Yeah, for sure. I think teaching helps to keep you really sharp because you have to explain different concepts, techniques or ideas and a lot of times you have to explain them in different ways; one way I might explain something to one student might be totally different than the approach I take with a different student. So you have to come at it from a lot angles and I think that reinforces your knowledge with the instrument and music in general.
At the beginning of 2015 Nick Schendzielos from Job for a Cowboy released a video you were featured in that was titled “Newborns or Benjamin Butthole Surfers” which was both awesome and hilarious. Do you see yourself working on a full length collaboration like this in the future?

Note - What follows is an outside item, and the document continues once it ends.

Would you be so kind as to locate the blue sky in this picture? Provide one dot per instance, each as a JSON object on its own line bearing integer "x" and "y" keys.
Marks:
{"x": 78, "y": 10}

Probably not, that was just for fun. It’s funny we kind of just came up with that one afternoon and filmed it, there wasn’t much thought that went into the music or anything but of course something as absurd and silly as that ended up getting national attention. It was on a Comedy Central late night show and all this stuff, it garnered a lot of attention but I don’t see myself trying to create a record around that.
In December 2014 Revocation came to Australia for the first time for the release of Deathless. You toured with Thy Art is Murder, Disentomb and Psycroptic who are all big and well respected bands from the Australian metal scene. When the time comes for Revocation to come back to Australia, are there any particular Aussie bands you would like to tour with?
It’d be great to your with all those bands again, we had an absolute blast and they’re all homies. In terms of other bands to tour with; it’d be cool to tour with Stargazer. Also Portal that would be incredible to tour with those guys. Such a weird, interesting band so we could do a really underground sort of death metal tour with that line up.